From wooded places to limestone reaches, the poetic hero of Harvey’s new record springs. I Inside the Old Year Dying is the tenth studio album from Polly Jean Harvey, the multimedium English artist behind acclaimed works such as 90s’ Rid of Me and To Bring You My Love to the gothic ode White Chalk to the very album Let England Shake. Collaborating with all sorts of whosits along the way (Thom Yorke of Radiohead, Nick Cave, actress Sarah Miles), Harvey’s career has held a sort of fascinating constancy, at least in terms of innovation and quality. Musician friends John Parish and Flood return to I Inside the Old Year Dying, having aided in production for nearly every album since 1995’s To Bring You My Love. Based on Orlam, her book of poetry published in 2022, all tracks from I Inside serve to accompany those collected poems within, while they themselves meter along in standalone tempos.

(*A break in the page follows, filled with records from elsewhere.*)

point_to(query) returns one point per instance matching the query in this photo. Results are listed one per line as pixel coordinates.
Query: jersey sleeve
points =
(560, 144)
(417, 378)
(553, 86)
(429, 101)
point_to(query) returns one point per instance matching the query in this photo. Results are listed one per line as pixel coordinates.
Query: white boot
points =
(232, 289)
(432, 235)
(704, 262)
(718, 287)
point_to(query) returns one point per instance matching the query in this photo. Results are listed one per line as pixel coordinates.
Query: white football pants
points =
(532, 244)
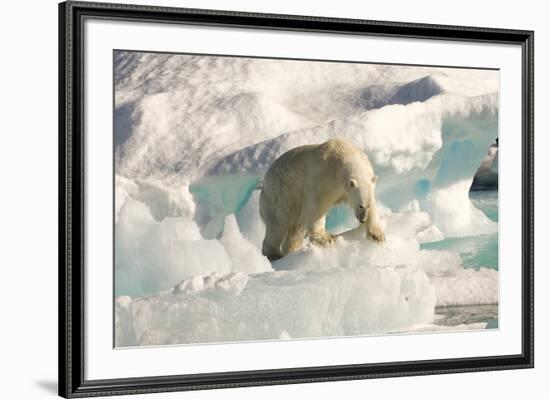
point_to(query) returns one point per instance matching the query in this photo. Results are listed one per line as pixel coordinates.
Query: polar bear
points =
(304, 183)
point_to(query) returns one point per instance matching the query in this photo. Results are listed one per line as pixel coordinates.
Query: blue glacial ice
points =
(193, 136)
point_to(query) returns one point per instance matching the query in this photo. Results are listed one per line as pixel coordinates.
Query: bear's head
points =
(360, 191)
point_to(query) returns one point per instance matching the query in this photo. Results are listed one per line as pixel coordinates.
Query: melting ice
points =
(193, 136)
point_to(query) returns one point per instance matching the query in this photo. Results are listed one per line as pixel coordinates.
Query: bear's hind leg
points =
(318, 234)
(271, 246)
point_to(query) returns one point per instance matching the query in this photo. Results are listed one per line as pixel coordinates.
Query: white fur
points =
(303, 184)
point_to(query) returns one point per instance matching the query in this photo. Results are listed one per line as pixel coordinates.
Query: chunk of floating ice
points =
(284, 335)
(334, 302)
(151, 256)
(192, 285)
(431, 234)
(244, 255)
(232, 284)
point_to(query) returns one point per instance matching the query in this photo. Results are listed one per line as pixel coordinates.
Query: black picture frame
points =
(71, 200)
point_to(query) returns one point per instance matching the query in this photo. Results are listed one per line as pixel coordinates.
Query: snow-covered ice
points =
(193, 137)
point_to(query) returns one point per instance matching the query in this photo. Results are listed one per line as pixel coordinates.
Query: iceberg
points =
(194, 136)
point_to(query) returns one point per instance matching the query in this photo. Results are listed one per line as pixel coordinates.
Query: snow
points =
(193, 137)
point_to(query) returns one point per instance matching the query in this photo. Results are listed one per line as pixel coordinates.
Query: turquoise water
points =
(475, 251)
(218, 196)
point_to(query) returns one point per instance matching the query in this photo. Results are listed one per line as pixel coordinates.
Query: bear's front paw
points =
(323, 240)
(375, 233)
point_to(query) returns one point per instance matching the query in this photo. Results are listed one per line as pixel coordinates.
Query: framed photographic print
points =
(252, 199)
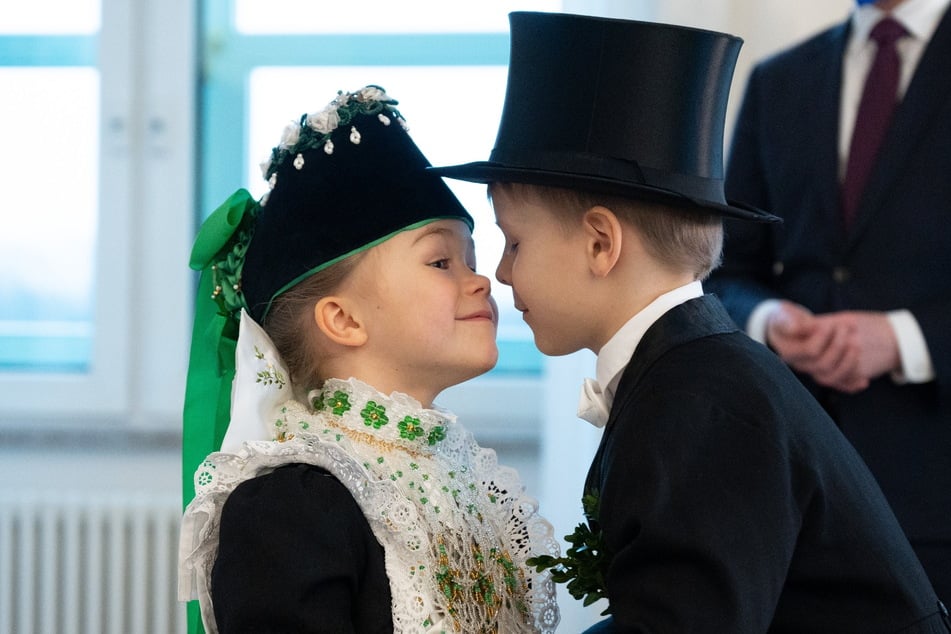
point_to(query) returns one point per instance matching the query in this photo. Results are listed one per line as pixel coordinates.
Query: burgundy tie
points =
(875, 111)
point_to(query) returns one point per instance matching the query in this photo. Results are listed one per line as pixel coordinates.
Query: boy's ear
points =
(604, 236)
(337, 319)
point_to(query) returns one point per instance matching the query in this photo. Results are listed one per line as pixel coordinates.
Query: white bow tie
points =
(592, 406)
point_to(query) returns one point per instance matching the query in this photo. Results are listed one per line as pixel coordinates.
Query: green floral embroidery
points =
(374, 415)
(585, 561)
(436, 434)
(410, 429)
(340, 403)
(270, 376)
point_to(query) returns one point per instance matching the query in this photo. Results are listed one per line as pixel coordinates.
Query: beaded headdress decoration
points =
(312, 131)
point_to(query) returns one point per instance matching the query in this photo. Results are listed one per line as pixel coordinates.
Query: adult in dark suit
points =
(731, 503)
(726, 499)
(860, 308)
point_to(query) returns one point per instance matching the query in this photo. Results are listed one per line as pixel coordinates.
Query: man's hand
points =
(843, 350)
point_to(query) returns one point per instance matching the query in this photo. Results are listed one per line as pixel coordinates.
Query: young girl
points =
(343, 500)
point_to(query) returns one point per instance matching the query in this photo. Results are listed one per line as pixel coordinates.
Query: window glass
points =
(49, 162)
(50, 17)
(381, 16)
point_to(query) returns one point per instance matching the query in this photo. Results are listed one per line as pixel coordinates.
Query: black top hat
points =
(615, 106)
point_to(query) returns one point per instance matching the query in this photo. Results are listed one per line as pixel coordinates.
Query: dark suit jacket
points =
(730, 502)
(898, 255)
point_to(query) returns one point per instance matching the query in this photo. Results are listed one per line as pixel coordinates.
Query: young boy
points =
(725, 499)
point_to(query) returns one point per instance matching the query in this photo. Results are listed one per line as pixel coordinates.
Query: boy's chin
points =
(551, 348)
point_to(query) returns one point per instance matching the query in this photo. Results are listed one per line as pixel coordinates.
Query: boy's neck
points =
(639, 290)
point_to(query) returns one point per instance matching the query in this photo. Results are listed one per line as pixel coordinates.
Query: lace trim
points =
(456, 527)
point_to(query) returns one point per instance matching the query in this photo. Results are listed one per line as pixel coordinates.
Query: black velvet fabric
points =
(340, 202)
(296, 554)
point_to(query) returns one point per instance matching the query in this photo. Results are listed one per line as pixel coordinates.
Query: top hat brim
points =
(487, 172)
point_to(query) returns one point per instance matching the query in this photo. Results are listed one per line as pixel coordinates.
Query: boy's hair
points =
(686, 240)
(290, 322)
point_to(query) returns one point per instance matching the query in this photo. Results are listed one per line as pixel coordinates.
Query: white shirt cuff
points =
(756, 324)
(916, 365)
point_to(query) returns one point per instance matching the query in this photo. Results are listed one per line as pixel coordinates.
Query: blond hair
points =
(290, 322)
(685, 239)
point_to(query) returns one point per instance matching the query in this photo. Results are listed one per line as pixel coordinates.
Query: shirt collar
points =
(616, 353)
(919, 17)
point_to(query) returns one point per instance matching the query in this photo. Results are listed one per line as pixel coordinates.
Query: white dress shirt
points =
(598, 396)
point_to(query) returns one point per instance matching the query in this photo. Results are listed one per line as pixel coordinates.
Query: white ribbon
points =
(261, 384)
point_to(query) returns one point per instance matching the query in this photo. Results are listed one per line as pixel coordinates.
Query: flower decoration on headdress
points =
(314, 130)
(221, 244)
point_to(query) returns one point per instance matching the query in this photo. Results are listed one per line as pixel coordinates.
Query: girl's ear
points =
(337, 319)
(604, 236)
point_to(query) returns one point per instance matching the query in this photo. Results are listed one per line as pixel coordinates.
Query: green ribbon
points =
(207, 409)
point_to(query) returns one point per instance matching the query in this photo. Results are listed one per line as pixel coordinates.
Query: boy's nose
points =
(502, 272)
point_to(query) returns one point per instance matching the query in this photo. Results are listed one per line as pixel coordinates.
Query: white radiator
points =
(95, 564)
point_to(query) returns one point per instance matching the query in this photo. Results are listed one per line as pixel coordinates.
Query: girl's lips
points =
(482, 314)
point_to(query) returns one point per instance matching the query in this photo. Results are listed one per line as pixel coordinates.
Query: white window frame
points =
(143, 288)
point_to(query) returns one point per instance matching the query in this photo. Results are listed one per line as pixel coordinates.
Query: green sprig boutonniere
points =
(583, 565)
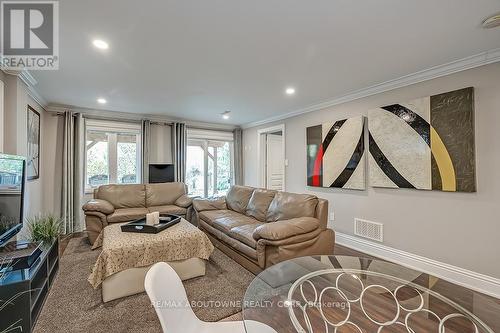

The album does its best to stand on its lonesome, evoking the same dense foliage of her traditional Dorset county dialect in a voice smooth and pebbly gliding alongst shimmering brooks, other times babbling cooly across sharp lines hidden in rivulets of danger. Rife with alliteration and natural imagery, we see “femboys in the forest find figs of foul freedom,” and “gawly” individuals lunge in dark and sweet places only to be “hooked upon the hart’s-tongue fern” in the end, as in “The Nether-edge” and “All Souls.” Although not as boundary splaying as some previous releases and reminiscent, instead, of classics from English folk, I Inside owes its genius to Harvey’s overlap in creative freedoms, blending her written word into recorded excellence with ease. With such homage paid to the beauty of this Dorset-land, a country of old kings, this album understandably recalls cantos of the past lands, carrying tidings of wilder things all spongey upon a frith of entwining mythologies that feels both ancient and modern at the same time.